Deep in the Sweet Melancholy

In the movie Elizabethtown, the character Drew Baylor stands in his aunt's kitchen with a group of new-to-him relatives following his father's viewing. While visiting estranged family in Kentucky, Drew's father had passed away from a heart attack and Drew was sent by his mother and sister from Oregon to take care of the funeral and bring his father's remains home. Chaos ensues. In this particular scene, the night is warm, the light is low, they're obviously tired both physically and emotionally, yet they're smiling as they revel in a sweet melancholy that often follows traumatic life events. 

I love this scene. It calls to mind a difficult-to-describe sentimentality that you have to experience to understand. It is this almost peaceful longing, a reverent recall of difficult times. As if the slow let down  that happens following the adrenaline rush and fear, provides its own serotonin release, cementing a beautiful nostalgia all its own.

This is what my family experienced in the month following my heart transplant.

As you recall, my miracle phone call happened on December 14th 2023, with surgery taking place in the wee hours of the morning of December 15th--just in time for the holidays. I had a record recovery and left the hospital eight days after surgery--it would have been seven but I begged for one more day to learn how to manage my medications and get a hold on my blood sugars. Nevertheless, I was released from the hospital on December 23rd--just in time to celebrate Christmas with my family.

Coming home from the hospital felt a lot like bringing home a newborn infant. For me it meant a whole new way of life. While I had gone through a lot of training on medications and things to watch for, I felt unprepared and scared. My body did not feel like my own. I was weak and sore and dependent on everyone around me--something I wasn't used to. Even showering was a new experience with procedures and regimens that needed following and for which I needed assistance. It was bewildering. 

As I was so fresh from transplant, I basically had no immune system. My transplant team asked us to keep visitors to a minimum. We decided to basically act like it was the 2020 pandemic again and go on lockdown. Our married daughter came back home with her husband, our college-age sons moved back in (it was winter break anyway), and we hunkered down. Even though surgery had gone well and my recovery was, for all intents and purposes, on track, we were still taking things day by day. 

We fell into a rhythm of sorts: wake up, take medicine, check all my vital signs, make our way to the family room, take medicine, eat cheese (seriously, we ate six pounds of cheese), take medicine, assemble legos, take medicine, share a meal, take medicine, make the strenuous journey up the stairs to my room and take all of my vitals again, take medicine, make our way to bed for a restless night of worry and night sweats (oh, the joyous transplant medication side effects).

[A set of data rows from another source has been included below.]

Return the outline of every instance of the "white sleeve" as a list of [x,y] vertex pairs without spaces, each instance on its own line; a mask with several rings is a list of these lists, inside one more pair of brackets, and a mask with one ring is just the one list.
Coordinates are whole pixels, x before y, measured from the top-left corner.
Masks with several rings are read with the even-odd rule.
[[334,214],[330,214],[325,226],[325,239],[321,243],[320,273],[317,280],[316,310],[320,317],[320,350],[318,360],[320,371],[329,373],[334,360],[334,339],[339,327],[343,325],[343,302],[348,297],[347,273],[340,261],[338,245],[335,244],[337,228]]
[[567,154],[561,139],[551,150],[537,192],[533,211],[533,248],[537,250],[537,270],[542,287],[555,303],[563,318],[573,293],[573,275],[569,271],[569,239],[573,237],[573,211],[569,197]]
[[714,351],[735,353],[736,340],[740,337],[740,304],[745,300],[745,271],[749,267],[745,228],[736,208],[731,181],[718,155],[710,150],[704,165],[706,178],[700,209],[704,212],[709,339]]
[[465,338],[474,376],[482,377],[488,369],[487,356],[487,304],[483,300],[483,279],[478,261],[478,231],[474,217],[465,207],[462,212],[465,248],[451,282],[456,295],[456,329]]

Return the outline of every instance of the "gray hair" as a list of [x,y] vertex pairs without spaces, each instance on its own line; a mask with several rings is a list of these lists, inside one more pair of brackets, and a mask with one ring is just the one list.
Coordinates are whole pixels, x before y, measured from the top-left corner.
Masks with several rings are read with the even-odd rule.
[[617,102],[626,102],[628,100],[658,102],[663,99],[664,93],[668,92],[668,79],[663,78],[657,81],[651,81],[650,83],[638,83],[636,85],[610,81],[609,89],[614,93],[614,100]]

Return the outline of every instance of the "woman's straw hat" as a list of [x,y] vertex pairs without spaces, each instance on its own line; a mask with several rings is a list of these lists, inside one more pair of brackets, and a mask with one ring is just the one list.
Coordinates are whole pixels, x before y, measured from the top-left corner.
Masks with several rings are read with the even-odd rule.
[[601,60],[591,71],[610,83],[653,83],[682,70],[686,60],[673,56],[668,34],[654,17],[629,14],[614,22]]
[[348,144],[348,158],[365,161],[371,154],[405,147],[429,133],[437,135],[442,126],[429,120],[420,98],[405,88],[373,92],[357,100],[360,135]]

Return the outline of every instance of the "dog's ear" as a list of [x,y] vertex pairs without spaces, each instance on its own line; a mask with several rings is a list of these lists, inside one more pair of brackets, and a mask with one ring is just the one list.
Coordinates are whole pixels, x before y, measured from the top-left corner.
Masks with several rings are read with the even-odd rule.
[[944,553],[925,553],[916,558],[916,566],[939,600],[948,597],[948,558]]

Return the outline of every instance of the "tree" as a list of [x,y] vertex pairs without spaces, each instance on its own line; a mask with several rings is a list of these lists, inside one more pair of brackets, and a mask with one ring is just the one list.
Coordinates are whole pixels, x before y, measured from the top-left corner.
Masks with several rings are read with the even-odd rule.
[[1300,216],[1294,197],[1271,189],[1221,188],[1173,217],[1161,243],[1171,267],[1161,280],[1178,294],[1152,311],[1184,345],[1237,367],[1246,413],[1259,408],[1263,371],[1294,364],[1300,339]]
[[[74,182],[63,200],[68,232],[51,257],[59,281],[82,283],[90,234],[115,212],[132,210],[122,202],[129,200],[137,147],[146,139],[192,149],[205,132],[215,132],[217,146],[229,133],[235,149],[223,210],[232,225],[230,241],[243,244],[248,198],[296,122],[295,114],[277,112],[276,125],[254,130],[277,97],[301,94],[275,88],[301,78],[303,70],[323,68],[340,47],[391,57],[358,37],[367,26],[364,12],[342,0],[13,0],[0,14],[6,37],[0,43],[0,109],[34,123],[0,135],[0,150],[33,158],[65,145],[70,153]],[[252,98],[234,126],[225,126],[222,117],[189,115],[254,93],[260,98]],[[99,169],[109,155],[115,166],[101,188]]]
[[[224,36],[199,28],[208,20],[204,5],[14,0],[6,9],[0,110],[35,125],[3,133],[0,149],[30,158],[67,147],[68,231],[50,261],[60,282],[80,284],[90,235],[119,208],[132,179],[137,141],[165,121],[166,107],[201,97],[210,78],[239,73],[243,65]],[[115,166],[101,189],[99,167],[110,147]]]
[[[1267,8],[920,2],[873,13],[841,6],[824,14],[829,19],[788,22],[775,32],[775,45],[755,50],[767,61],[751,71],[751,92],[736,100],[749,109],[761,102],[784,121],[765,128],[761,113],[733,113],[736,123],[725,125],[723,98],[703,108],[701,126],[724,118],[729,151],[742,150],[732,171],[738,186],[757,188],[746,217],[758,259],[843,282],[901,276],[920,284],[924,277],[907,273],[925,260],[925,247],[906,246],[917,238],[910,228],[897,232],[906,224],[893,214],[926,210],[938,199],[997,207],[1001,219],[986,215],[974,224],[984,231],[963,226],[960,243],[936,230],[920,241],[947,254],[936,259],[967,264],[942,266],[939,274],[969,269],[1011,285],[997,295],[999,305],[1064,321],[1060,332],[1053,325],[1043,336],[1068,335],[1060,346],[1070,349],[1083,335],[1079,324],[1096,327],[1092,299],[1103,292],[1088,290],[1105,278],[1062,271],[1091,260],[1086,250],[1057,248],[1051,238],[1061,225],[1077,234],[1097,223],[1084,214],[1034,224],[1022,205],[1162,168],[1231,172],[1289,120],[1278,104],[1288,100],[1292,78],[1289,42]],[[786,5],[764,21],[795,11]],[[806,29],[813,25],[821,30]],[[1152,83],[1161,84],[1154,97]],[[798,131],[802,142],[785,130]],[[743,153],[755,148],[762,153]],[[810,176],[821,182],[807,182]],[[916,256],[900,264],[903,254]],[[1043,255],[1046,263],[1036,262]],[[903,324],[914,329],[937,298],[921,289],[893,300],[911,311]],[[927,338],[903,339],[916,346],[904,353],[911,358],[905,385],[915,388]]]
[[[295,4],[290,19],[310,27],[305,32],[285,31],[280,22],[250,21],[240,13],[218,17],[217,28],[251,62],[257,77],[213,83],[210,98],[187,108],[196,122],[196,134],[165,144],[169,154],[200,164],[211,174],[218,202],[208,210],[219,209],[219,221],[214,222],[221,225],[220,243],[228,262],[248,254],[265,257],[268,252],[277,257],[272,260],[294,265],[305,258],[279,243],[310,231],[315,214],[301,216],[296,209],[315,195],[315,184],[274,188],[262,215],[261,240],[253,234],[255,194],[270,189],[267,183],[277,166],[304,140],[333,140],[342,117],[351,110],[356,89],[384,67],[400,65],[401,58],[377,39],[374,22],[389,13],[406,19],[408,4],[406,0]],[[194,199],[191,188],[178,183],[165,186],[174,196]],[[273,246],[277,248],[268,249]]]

There were the inevitable excursions out to the lab, the pharmacy, or to the hospital for right heart caths and biopsies. I hated those times. Those days were long for me. I could barely walk across a room, let alone last an entire day navigating the halls of the University of Utah hospital. I was expected to arrive, fasting, at the hospital usually before 7:45 a.m. for my then weekly biopsies to check the progress of my heart's healing and monitor any signs of rejection, and we wouldn't arrive back home before 5:00 p.m. Thankfully, neighbors and friends often provided dinner for our little tribe on those harrowing days. 

For me, just the like the early weeks of motherhood, the days were simple but hard.

The holidays came and went and we existed in our own little bubble. 

No Christmas Eve parties. No family Christmas dinners. No Sunday services. No New Year's Eve party. Just the seven of us gathered around the six-pound block of Muenster and the Titanic lego set.

The thing is, however, when we each think back on that Christmas and holiday season we each remember it with this deep, sweet nostalgia for the melancholy of that time. And though this is just my retelling of that season, we talk about it in a similar way. While we're all grateful to have moved on and healed from that winter of 2023-24 we all express a longing, if you will, for those simple-but-hard days.

There can be a pulling together, a unifying in times like these. Where difficult events often force change--change in our lives and changes in ourselves--nostalgia pulls us back together. Whether it arises through grief brought on by loss or through the emotional release that takes place following periods of great stress, this sense of exhausted tranquility helps us process intense feelings into something--well, transcendent.

Call it a coping mechanism, call it delusion--call it what you will--but I call this experience a blessing for enduring well the hardships life throws our way.

I can recall one other time when I felt deep in this sweet melancholy before. It was after the passing of my brother. At the end of a long, emotional day of funeral planning we had gathered in the office of his home to go through some papers and photos. It was a warm summer night, not unlike that scene from Elizabethtown. We ended up crying and laughing, laughing and crying into the night, remembering better, easier, more innocent times. Recalling times when laughter came without tears, when memories were either good or bad, when we were uninformed on the nuances and complexities of adult relationships, and we simply would not have been able to fathom a world where joy and sorrow could exist side by side, and the understanding that we are all better for it. 

A world before we knew the longing for simple-but-hard times--and the joy of a six-pound block of cheese.